Initial Degradation Issues in AEMWE and the Importance of Catalyst/Ionomer Binding

Abstract

With the recent development of highly alkaline stable anion exchange membranes (AEMs) and ionomers (AEIs), anion exchange membrane water electrolyzer (AEMWE) has garnered attention due to its ability to achieve high hydrogen production rate at a low cost. The performance of AEMWE is determined by the anode catalyst layer, which can be made up of either a mixture of metal nanoparticles and polymer binders or a single metal.
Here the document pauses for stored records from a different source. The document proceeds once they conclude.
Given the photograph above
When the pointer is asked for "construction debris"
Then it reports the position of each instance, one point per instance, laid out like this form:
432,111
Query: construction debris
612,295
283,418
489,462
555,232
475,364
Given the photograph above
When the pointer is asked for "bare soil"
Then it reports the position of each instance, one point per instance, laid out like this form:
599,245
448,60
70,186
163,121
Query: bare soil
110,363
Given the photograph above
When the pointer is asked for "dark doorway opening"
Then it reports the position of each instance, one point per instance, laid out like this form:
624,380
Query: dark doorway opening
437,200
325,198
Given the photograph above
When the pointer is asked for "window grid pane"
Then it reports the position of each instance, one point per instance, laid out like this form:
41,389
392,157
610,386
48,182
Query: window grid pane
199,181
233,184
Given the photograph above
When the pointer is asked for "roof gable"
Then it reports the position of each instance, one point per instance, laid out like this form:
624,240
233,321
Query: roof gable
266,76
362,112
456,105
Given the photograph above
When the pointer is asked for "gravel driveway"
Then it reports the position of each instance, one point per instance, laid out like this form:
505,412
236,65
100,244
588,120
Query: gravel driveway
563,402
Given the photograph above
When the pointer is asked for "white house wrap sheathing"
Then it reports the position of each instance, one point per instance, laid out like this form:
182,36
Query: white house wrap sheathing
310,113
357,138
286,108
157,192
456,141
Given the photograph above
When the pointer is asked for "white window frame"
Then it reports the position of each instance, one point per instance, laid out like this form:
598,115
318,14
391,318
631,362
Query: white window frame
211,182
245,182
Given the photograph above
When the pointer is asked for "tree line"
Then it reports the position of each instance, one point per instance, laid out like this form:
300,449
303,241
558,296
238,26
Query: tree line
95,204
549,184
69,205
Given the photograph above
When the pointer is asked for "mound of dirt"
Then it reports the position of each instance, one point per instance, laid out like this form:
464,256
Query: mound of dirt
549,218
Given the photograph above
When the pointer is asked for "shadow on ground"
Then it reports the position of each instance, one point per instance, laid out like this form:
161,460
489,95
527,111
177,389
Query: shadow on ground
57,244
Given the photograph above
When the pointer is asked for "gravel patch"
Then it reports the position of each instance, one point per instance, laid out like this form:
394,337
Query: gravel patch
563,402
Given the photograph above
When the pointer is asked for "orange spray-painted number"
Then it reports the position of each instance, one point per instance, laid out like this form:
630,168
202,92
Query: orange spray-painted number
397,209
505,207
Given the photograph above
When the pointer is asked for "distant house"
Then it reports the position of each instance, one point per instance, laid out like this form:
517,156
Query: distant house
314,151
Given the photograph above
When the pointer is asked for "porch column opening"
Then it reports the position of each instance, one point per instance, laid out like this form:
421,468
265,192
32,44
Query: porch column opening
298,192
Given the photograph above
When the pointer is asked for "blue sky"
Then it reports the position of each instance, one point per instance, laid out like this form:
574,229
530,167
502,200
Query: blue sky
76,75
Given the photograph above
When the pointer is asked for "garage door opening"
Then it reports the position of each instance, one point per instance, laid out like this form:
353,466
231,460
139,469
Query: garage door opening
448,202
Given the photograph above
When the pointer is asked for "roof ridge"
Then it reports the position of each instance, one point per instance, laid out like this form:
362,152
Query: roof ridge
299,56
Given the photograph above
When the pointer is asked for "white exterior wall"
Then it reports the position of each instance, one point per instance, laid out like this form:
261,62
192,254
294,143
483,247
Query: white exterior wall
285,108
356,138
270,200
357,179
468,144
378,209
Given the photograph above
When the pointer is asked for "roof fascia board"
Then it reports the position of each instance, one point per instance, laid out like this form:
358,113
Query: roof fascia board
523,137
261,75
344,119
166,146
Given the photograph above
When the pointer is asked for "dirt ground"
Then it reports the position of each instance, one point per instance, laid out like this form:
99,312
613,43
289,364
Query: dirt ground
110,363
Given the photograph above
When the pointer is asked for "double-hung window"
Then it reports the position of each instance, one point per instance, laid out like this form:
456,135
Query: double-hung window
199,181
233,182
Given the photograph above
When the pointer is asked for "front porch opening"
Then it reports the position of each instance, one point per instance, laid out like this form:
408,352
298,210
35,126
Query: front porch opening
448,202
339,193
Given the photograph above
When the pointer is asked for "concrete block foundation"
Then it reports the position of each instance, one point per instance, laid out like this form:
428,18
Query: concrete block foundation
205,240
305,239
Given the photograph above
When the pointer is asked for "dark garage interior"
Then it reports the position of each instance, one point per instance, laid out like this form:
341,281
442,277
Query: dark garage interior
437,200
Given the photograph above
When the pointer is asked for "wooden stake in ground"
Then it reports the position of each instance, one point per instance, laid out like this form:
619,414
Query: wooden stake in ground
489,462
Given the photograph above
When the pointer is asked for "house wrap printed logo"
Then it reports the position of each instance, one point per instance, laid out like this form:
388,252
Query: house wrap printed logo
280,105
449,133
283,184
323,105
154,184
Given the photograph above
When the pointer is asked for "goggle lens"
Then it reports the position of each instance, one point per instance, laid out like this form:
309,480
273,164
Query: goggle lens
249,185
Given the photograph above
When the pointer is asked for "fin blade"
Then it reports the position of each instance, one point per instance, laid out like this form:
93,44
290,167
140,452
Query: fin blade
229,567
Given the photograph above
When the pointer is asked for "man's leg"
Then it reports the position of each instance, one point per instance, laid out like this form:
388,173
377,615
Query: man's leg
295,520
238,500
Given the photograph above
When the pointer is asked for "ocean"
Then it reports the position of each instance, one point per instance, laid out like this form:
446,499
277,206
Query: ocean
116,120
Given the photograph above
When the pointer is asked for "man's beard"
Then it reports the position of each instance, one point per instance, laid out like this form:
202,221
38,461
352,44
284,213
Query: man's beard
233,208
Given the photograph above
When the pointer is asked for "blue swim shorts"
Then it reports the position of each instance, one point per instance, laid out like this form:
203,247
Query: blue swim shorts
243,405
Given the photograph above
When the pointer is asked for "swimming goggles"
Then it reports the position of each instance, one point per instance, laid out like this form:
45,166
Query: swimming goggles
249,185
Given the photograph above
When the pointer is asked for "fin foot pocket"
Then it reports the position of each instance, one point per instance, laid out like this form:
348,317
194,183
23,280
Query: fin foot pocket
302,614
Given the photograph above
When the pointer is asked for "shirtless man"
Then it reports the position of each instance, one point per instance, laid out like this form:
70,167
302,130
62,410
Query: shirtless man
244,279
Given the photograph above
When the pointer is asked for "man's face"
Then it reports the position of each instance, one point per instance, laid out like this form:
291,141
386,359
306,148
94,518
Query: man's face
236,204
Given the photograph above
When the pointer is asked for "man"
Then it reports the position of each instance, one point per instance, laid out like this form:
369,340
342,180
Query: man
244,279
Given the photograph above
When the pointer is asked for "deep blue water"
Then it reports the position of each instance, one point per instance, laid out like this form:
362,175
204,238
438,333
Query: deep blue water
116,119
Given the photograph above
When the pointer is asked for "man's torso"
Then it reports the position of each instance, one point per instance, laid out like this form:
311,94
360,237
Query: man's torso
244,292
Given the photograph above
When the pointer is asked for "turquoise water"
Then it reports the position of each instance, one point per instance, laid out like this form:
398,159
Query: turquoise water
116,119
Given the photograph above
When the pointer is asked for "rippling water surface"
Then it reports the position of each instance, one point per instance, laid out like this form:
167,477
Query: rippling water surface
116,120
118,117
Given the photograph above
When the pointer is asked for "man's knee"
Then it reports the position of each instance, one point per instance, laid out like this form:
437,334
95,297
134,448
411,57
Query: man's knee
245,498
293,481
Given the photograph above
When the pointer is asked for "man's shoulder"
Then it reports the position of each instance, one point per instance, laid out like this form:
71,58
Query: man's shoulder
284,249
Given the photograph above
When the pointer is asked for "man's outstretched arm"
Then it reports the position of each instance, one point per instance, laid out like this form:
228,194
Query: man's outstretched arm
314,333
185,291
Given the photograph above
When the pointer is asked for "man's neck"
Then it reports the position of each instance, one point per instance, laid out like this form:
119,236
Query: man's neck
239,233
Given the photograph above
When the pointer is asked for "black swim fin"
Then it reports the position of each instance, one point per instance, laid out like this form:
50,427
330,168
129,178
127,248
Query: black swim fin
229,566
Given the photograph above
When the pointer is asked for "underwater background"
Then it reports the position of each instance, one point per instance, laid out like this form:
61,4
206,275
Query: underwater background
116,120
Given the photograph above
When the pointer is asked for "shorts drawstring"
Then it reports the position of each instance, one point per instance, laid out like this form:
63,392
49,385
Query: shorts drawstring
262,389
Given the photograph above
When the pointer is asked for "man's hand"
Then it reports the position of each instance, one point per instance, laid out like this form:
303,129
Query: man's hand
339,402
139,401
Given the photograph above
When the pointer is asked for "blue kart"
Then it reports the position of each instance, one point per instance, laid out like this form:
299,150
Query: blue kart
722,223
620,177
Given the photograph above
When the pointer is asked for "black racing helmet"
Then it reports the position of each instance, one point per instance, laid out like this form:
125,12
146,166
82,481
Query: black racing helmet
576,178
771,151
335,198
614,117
Although the integral metal has high mechanical properties, its performance is limited due to low electrochemical surface area and difficulties in mixing with binders, which makes it unsuitable for use in pure water. Catalyst layers made up of a combination of metal nanoparticles and polymeric binders can achieve high performance with a large surface area, but they often have low durability due to detachment of the anode catalyst layer from the porous transport layer substrate during water electrolysis. To prevent this, the anode catalyst layer must have high physical stiffness and it can be achieved by the strong bonding between the metal nanoparticles and the ionomer binder. This presentation investigates the phenomenon of initial performance degradation in AEMWE with an anode catalyst layer composed of metal nanoparticles, highlights the significance of the physical stiffness of the anode catalyst layer, and proposes that the issue can be resolved by introducing a polymer binder with high adhesion between the metal nanoparticles and the ionomer binder.